Nick Currie (aka Momus) has a very interesting series of posts on Click Opera recently about the state of being post-American. It was sort of a relief to read his well-articulated description of this situation, of being American but being over America at the same time, as I have been struggling with how to describe this in myself.
Nick quotes some neo-con Mark Krikorian in the National Review pejoratively describing the post-American as someone who "may actually still like America, but the emotion resembles the attachment one might feel to, say, suburban New Jersey." I'd make an amendment to that statement: it's not like the feeling one might have for suburban New Jersey, the situation is more akin to the feelings one might have for a retarded uncle. He's a schizoid semi-suicidal nincompoop but you have to see him at breakfast in the morning and deal with the insanity he shoves in your face. Ignoring him isn't an option because he's so loud and sort of dangerous, nor is dialog, which would require a level of intelligence that is just simply not present. So you cope. That's how I feel being back here, as though I am coping with America, my dear retarded uncle.
But at the same time, that is America in the generalized sense, and while totally accurate, it loses sight of the dots of beauty that are here. The local islands of relative sanity are very special as well. After returning from Berlin, it was such a pleasure to spend the afternoon with my friend Heather Heise bowing and scraping percussion instruments, making strange breathing sounds with her accordion, recording it all for a theater project she is working on as well as our own duo project. I have this amazing collection of sounds to play with now, and that's how I'm spending the rest of my day today. I love the community of people here in California who are wide-eyed and experimental and maverick in their thinking.
Or another example of what is great about this place, spending yesterday with Lee rummaging through the countless bins of music at Amoeba records, afterwards having very nice draft Belgian beers at Toronado in the lower Haight, where they seem to always be playing Rush's 2112 album. These are the things that make it OK, these are the kinds of people and places that exist here and possibly nowhere else that make this a magical place to be as well.

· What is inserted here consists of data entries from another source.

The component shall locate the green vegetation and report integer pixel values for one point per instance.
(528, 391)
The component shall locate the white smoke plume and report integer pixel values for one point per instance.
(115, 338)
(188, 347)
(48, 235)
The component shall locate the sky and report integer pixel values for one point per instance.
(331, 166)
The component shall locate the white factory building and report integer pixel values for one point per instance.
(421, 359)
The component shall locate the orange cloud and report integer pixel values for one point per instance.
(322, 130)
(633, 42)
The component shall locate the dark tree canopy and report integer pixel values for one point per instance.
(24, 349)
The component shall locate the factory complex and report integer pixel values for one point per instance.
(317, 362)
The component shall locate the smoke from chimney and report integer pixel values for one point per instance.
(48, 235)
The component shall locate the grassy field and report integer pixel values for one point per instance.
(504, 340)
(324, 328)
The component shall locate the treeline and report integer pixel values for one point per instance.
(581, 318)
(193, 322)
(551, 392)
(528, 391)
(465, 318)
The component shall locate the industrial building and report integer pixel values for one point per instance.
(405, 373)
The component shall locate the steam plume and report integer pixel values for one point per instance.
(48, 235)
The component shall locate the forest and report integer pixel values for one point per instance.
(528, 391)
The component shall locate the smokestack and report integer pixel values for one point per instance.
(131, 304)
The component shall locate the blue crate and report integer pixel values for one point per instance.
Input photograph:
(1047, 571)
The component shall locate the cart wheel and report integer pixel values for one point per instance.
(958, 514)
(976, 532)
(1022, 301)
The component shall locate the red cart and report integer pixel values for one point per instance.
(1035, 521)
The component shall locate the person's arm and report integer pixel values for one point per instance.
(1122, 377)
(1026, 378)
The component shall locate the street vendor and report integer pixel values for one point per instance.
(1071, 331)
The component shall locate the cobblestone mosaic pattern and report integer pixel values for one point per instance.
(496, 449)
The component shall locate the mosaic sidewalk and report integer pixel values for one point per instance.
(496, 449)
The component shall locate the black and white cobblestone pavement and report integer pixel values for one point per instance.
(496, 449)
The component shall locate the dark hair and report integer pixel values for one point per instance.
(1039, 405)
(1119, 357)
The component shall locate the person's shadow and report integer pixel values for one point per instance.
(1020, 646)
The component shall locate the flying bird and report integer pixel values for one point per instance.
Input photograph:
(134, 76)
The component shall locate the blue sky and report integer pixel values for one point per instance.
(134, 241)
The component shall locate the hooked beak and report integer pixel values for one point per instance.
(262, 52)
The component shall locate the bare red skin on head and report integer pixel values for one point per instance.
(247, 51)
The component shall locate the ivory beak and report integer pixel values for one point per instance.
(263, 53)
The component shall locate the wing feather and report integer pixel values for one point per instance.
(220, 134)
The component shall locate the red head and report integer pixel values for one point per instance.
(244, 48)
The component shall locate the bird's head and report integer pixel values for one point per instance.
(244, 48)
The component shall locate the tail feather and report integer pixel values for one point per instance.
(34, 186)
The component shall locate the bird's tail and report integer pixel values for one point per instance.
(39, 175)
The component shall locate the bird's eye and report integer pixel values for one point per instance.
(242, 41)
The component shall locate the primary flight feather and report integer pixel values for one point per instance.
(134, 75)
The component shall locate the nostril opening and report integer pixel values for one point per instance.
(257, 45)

I think it takes a focus on the local to survive in America today. If one looks at the big picture, as any sane person should, it's a grim if not depressing sight. The future outlook for this country is not a good one, and the present is pretty awful as well. The general culture of the USA is caught in a downward spiral of greedy, bitter, insecure, childish, hedonistic, and ultimately suicidal paranoia. After three weeks in Berlin there's nothing I'd love more than to hop the next KLM flight and plant myself right back in Mitte, never to leave again, to be free from this place. But I can't, not yet anyway. What I can do is find those things that I love here in San Francisco, and join in with them and help them become even better, hoping somehow that it makes a difference. There is a lot to be said for leaving what you hate to find the place that speaks deeply to you, but sometimes sizing up the reality of the place where you are, and figuring out how you fit in and how you can improve it, while exhausting and frustrating, can be extremely rewarding as well in a very different sometimes surprising way.